「彼女、いる?」
宮沢沙織は真っ赤なスポーツカーのボンネットに腰をかけていた。体にフィットした赤いミニドレスがセクシーな腰のラインを浮き彫りにしている。小顔で整った顔立ちは、紛れもない美貌だ。
星のように澄んだその瞳は、今や冷たい虚ろいをたたえていた。
バイクの状態を屈んで見ていた男が、その言葉に顔を上げた。
冷ややかで整った顔立ちには、野性的なインパクトがある。街灯の下に立つ彼は、まるでフェロモン全開のライオンのようだ。
「独身だ」
低く響く声は、谷間を吹き抜ける風のようで、心地よく、人の胸を焦がす。
沙織は満足そうに、少しだけ身をかがめた。
大きなウェーブのかかった栗色の長い髪が胸元に滑り落ちる。髪の隙間には、クラッカーから飛び出した色とりどりの紙吹雪が星のように散らばっていた。
「一晩付き合って。
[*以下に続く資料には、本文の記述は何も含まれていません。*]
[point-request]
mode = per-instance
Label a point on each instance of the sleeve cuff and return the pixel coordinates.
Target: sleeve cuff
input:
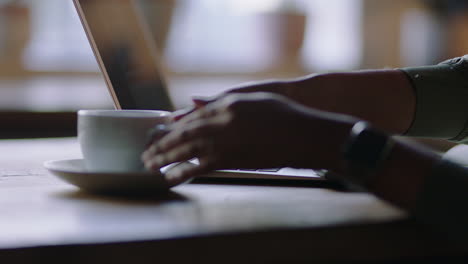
(441, 99)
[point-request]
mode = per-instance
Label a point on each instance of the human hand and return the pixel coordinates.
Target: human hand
(256, 130)
(273, 86)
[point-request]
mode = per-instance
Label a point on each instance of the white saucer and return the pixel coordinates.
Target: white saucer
(74, 172)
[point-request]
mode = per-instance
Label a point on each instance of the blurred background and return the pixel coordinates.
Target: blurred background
(46, 64)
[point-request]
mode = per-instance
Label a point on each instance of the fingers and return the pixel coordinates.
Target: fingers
(181, 144)
(199, 102)
(186, 171)
(180, 153)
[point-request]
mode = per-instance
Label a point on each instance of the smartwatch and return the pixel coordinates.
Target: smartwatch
(364, 151)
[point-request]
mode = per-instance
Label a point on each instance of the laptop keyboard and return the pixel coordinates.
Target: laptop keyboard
(261, 170)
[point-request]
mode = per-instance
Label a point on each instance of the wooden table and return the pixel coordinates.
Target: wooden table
(43, 219)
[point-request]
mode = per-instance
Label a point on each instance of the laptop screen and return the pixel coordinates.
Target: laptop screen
(125, 52)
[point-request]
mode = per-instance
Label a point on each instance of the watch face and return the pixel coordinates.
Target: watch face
(366, 146)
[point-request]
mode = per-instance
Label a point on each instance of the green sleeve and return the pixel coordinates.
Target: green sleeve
(441, 100)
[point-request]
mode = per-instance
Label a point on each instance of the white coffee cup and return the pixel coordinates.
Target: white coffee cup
(113, 140)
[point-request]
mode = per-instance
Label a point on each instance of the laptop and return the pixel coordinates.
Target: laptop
(128, 59)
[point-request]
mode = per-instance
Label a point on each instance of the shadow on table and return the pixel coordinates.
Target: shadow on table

それで修理代はチャラにしてあげる」
彼女は、やられたらやり返すタイプだ。松本海斗がよくも浮気したなら、、自分も他の男と寝て返してやる!
それにこの男、スタイルも顔も、すべてが彼女の好みにぴったりだった。
海斗なんか比べものにならないくらいだ。きっと、海斗よりもずっと……激しく、彼女を満たしてくれるに違いない。
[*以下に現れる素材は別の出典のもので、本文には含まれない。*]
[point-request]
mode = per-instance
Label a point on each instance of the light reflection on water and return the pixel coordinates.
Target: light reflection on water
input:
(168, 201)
男の目が細く、鋭くなった。彼は、数千万円はするスーパーカーに付いたかすり傷を一瞥し、それから自分のがほぼ廃車同然の愛車へと視線を戻した。
実のところ、彼女の車なんて、彼のバイクのタイヤ一つ分の価値にも及ばないのだが。
彼は目を細めると、彼女を腕の中に引き寄せた。整った唇がほんのり上がり、意味深な笑みを浮かべた。
「いいよ。どうせ俺に修理代なんて払えないしな。でも……後悔するなよ、子猫ちゃん」
彼は骨がないかのように柔らかい腰を抱え上げ、そのまま肩に担ぎ、近くのホテルへと向かった。
部屋に入るや否や、沙織は身を翻して男をベッドに押し倒した。ラブホテルは小道具が豊富にあるのが特徴だ。彼女は引き出しを開けると、手錠で男の両手をベッドヘッドにスムーズに繋いでしまった。
「私がリードするのが好きなの」
情熱に火照った肌は誘うような緋色を帯びている。
未熟でぎこちないけれど、懸命に咲き誇ろうとするバラのように、曖昧な照明の下で揺らめいていた。。
強引で頑固な行為は、あっけなく終わった。男が満足したかどうかなんて、気にも留めなかった。
「これでお互いに完済だ」
芳しい汗にまみれた彼女だったが、次の瞬間には男に体勢を入れ替えられ、ベッドに押し付けられていた。切れ長の瞳には、暗い炎が燃え上がっていた。